Born in Grundy county, Tenn., April 15, 1864, she attended the primary school in the town of Coffee in all about twenty-five months. In 1882 she entered the Central Tennessee College at Nashville. Beginning quite low in her classes, she pushed her way upwards from lower to higher until graduating from the higher normal department in 1890. Then she entered the medical department (Meharry Medical College), and from the first took a high stand in her studies, making ninety her standard. At first her thirty or more class-mates did not receive this new addition to their number with satisfaction, but sought to discourage her. Unmoved by their efforts she pushed her way to the top, and no doubt by her constancy some of them at times feared they might have to take a lower seat.
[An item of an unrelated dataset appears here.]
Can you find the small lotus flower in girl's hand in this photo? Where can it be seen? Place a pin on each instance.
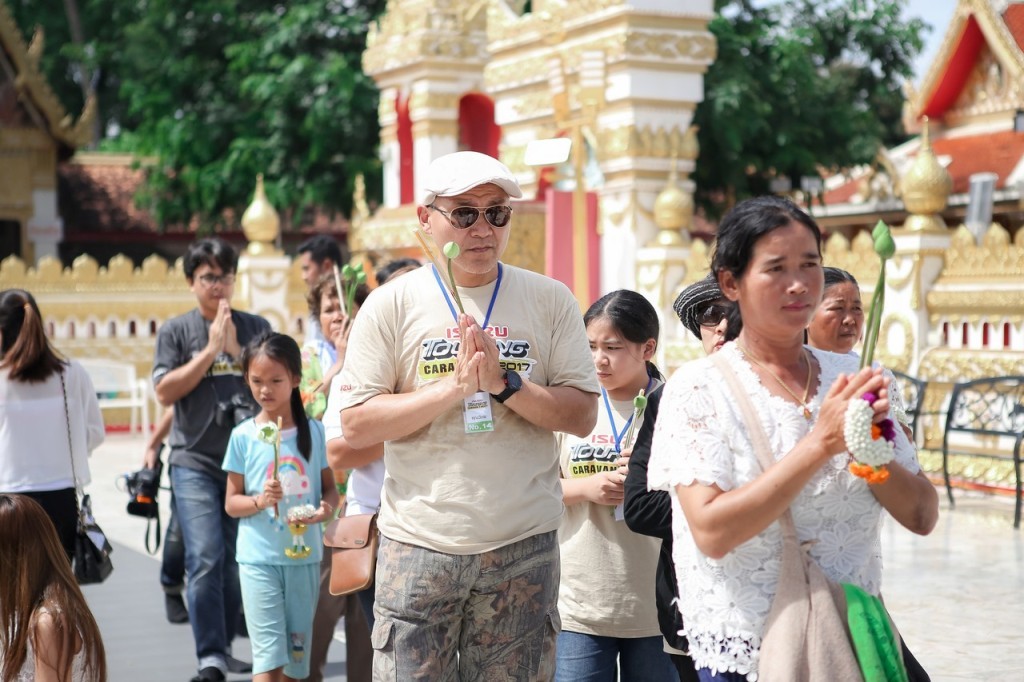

However, she gained them (as a shrewd woman will most always do), and, unlike former ones of her sex, she stuck to her work like the ever "busy bee" and graduated with honors in a class of thirty-six persons, she being the only female. This is the more remarkable when it is remembered that she had to remain out of school much of her time to earn her bread, having to depend upon her own will and strength for support as a student. It is again remarkable, yes simply wonderfuly when we who have traveled that road learn that her general average was ninety or thereabouts, and she spending only a part of her time at study. She sails for the "Dark Continent" of Africa sometime during this spring, 1893. May her example serve as a stimulus to others of her race and sex, that they may make similar marks of 'distinction in this noble profession! She carries with her our hearty good wishes and our "Godspeed" in the good work of her mission. She will, no doubt, join in with the large number of her brethren (who are successfully practicing medicine all over this Southland) in sustaining the reputation of her Alma Mater, which has done so much for the negro in medicine. We again assert that the practice of medicine by woman does not necessarily rob her of any of those good feminine traits of character.